Olhou para Alisa com ar acuado, entendendo que sua situação não tinha saída.
— Mãe… não tem dinheiro nenhum lá.
A Alisa não colocou nada.
Estou completamente sem nada.
Nem tenho o suficiente para pagar o financiamento.
— Como assim não tem dinheiro?! — indignou-se sinceramente a sogra do outro lado da linha.
— Faça ela pagar imediatamente!
Que entregue agora mesmo o salário dela para a família!
Ela vive no meu apartamento particular, é obrigada a pagar por esse conforto!
— O seu apartamento, Galina Ivanovna, que a sustente então, — disse Alisa em voz alta e clara, aproximando-se mais do telefone.
— E eu não tenho mais a menor intenção de patrocinar as suas férias e as enormes dívidas do seu filho querido.

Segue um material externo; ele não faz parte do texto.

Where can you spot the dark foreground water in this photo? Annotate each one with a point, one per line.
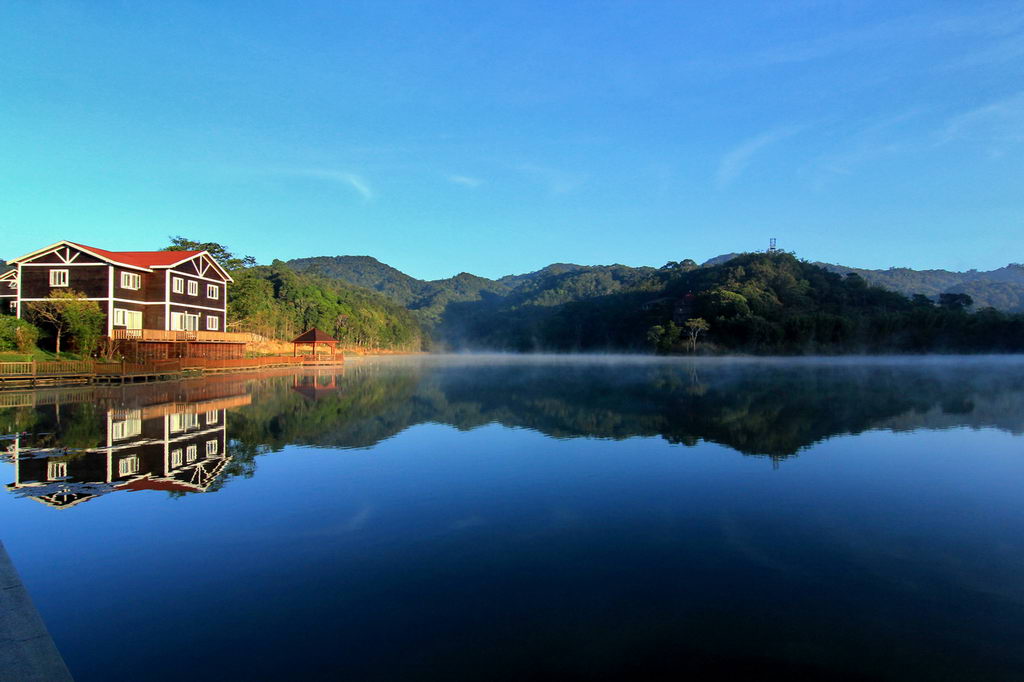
(530, 518)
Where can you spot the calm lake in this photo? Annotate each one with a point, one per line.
(510, 518)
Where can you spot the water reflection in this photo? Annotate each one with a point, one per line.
(73, 445)
(81, 445)
(763, 409)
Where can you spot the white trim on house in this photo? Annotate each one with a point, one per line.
(128, 300)
(65, 243)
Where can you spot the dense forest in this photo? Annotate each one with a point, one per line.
(753, 303)
(759, 302)
(278, 302)
(1001, 289)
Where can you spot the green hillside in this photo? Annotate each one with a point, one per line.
(1001, 289)
(275, 301)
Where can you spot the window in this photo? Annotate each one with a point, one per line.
(182, 421)
(182, 322)
(129, 428)
(56, 470)
(129, 318)
(131, 281)
(128, 465)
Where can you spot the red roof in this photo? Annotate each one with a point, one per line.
(151, 484)
(141, 258)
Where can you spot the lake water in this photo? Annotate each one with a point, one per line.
(509, 518)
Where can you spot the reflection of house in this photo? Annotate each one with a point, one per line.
(172, 446)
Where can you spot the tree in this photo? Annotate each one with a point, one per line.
(68, 312)
(695, 327)
(955, 301)
(219, 252)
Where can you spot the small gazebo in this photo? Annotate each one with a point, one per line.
(313, 337)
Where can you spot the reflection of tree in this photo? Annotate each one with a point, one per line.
(755, 409)
(69, 426)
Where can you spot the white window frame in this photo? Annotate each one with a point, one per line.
(128, 428)
(56, 470)
(182, 421)
(127, 318)
(128, 465)
(131, 281)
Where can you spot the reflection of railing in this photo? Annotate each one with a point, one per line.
(48, 368)
(175, 335)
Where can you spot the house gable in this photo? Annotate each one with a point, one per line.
(61, 253)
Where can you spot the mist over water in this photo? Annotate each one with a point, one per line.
(507, 516)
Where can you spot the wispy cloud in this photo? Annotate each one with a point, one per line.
(347, 179)
(998, 124)
(735, 162)
(465, 180)
(557, 181)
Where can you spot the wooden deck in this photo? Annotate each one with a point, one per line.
(179, 336)
(32, 374)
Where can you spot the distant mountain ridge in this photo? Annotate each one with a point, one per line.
(556, 284)
(1001, 289)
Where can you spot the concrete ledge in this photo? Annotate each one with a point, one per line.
(27, 650)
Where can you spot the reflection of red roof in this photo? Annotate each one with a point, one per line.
(142, 258)
(151, 484)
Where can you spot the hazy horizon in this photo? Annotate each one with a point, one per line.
(498, 139)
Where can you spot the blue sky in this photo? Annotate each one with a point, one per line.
(498, 137)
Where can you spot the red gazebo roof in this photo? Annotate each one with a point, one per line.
(314, 336)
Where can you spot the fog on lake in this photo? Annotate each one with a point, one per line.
(506, 516)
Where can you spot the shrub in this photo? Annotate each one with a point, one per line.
(17, 335)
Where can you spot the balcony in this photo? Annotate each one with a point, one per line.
(177, 336)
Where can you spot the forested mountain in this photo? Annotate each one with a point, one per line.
(278, 302)
(431, 301)
(1001, 289)
(753, 303)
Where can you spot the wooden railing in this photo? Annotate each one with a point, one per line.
(174, 335)
(153, 369)
(54, 368)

Denis tentou arrancar o telefone dela ou retrucar alguma coisa, mas Alisa o deteve com um gesto firme.
Ela levou para o corredor a mala que já estava pronta.
— Para onde você pensa que vai com as suas coisas? — Denis perdeu no mesmo instante toda a sua antiga arrogância.
Foi tomado por um pânico verdadeiro, genuíno.
— E eu?
Amanhã os cobradores vão começar a me ligar!
Como é que eu vou viver?
— Peça ajuda à sua mãe, — zombou Alisa.
— Ela é uma mulher tão inteligente, distribui conselhos tão úteis.
Eu, por minha vez, comprei um estúdio só meu.
Felizmente, antes do casamento nós assinamos um acordo pré-nupcial de separação de bens: naquela época você estava apaixonado e concordou com tudo.
Agora esse papel virou o meu escudo.
Minhas economias de muitos anos e a parte do salário que consegui poupar neste mês deram exatamente para a entrada.
Agora vou pagar exclusivamente pela minha própria moradia.
Denis olhava para a mala e para a esposa serena.
Finalmente compreendeu toda a dimensão da catástrofe que tinha acontecido.
Sem as injeções constantes de dinheiro de Alisa, ele se revelava apenas um devedor comum, com os bolsos vazios.
— Você não pode simplesmente ir embora assim! — ele apertou o telefone convulsivamente contra a orelha.
— Mãe, você está ouvindo esse absurdo?
Ela está me deixando!
Foi você mesma quem aconselhou fazer esse teste com as contas!
Era isso que você queria?!
E agora o que eu faço com as dívidas?!
O alto-falante do telefone soltou um suspiro pesado, cheio de decepção.
A ilusão da vida bem-sucedida deles se rompeu definitivamente.
— Agora você vai voltar para mim, filhinho, — disse a sogra, irritada, mas resignada.
— Junte as suas tralhas.
Vamos colocar inquilinos nesse apartamento para pelo menos cobrir de algum jeito os seus pagamentos em atraso.
Uma esposa decente você não conseguiu manter, agora aguente as consequências.
Alisa não quis ouvir até o fim aquele ridículo conselho de família.
Pegou a mala com facilidade, abriu a porta de entrada e saiu para o patamar da escada.
Ela não pronunciou grandes palavras de despedida.
Alisa simplesmente bateu a porta, cortando para sempre da sua vida as antigas mágoas, as acusações tolas e os intermináveis problemas dos outros.
Ela alugou um carro por aplicativo no celular.
O ar da rua lhe pareceu incrivelmente fresco e limpo.
Na bolsa tilintavam de modo reconfortante as chaves de um pequeno, mas claro e absolutamente seu, apartamento-estúdio.
Ninguém mais ousaria impor-lhe regras absurdas e meter descaradamente a mão na sua carteira.
Na nova vida, ela contaria apenas com as próprias forças e desfrutaria da paz que tinha merecido.